Johnson Controls Inc. has finally carried out its vow to exit the automotive interiors market.
The company announced Sunday that it will spin off its $3 billion interiors unit -- which produces door panels, instrument panels and consoles -- into a joint venture with Yanfeng Automotive Trim Systems Co. of Shanghai.
JCI will hold a 30 percent stake in the joint venture, while Yanfeng will maintain control with a 70 percent stake.
The new partnership -- as yet unnamed -- will be headquartered in Shanghai and have global sales of $7.5 billion and an estimated 15 percent share of the global automotive interiors market.
In the Sunday statement, JCI said the noncash transaction will be comprised of asset contributions by the two longtime partners. The deal is subject to limited conditions and is expected to close in the first half of calendar year 2015, JCI said.

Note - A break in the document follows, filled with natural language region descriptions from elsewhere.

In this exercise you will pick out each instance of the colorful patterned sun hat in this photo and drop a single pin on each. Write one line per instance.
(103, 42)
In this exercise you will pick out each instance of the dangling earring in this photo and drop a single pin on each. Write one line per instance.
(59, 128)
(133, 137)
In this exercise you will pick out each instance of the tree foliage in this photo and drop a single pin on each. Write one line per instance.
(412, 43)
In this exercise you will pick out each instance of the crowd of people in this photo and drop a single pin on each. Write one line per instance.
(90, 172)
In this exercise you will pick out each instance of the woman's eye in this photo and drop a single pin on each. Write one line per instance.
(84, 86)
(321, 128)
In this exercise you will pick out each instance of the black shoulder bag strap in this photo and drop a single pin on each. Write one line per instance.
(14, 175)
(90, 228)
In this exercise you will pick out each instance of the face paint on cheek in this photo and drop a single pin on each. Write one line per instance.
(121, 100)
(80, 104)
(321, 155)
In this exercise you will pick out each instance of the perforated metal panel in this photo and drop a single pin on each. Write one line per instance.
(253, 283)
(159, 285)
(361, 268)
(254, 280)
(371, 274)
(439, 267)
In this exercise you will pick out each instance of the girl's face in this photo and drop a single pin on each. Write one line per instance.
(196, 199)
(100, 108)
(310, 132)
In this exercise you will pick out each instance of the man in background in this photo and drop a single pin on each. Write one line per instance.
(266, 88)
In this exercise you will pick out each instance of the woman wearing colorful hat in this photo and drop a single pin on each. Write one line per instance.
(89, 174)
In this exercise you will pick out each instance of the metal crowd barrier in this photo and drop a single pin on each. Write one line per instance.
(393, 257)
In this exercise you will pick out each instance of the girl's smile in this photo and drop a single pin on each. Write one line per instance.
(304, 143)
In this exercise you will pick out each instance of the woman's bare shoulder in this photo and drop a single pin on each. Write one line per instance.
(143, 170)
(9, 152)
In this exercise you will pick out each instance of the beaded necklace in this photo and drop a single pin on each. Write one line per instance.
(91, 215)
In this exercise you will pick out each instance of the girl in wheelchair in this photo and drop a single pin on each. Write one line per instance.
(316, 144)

“Joining our two interiors businesses is a natural extension of our already very successful existing partnership with Yanfeng in automotive seating, which has flourished over the past 15 years," Alex Molinaroli, Johnson Controls chairman and CEO, said in a statement. "It creates a strong combined company with a market leading position and a foundation for sustained global growth.”
The agreement will exclude certain facilities in both Yanfeng and Johnson Controls’ existing networks.
In an interview with Automotive News, Molinaroli said that the company may retain control of a few plants if customers request it.
“We’ve got to talk to our customers over the next nine months and understand what’s best for them,” Molinaroli said. “We’ll just make sure that everybody is comfortable with the deal.”
The spinoff will leave Johnson Controls’ automotive division with battery and seating operations, which dominate their segments.
Yet the new partnership will allow Johnson Controls to grab a bigger share of China’s fast-growing automotive market, since Yanfeng is well connected.
The company is owned by the in-house supplier to Shanghai Automotive Industry Corp., China’s largest state-owned automaker.
Yanfeng also inherited the product expertise and global reach of its former partner, Visteon Corp., which sold its 50 percent stake in Yanfeng to its China partner last August.
The new joint venture will have a niche in China. Moreover, Molinaroli expects the joint venture will be profitable, with an estimated net profit margin of 6 percent.
That’s because Johnson Controls already has trimmed money-losing operations -- particularly in Europe.
Yanfeng also has a portfolio of global customers, plus a well-equipped r&d center in Shanghai. With an estimated market share of 15 percent, Yanfeng can pitch itself as a global player.
The new venture “will be able to serve our global customers better than any of our competitors,” Molinaroli said. “This is a business that will prosper.”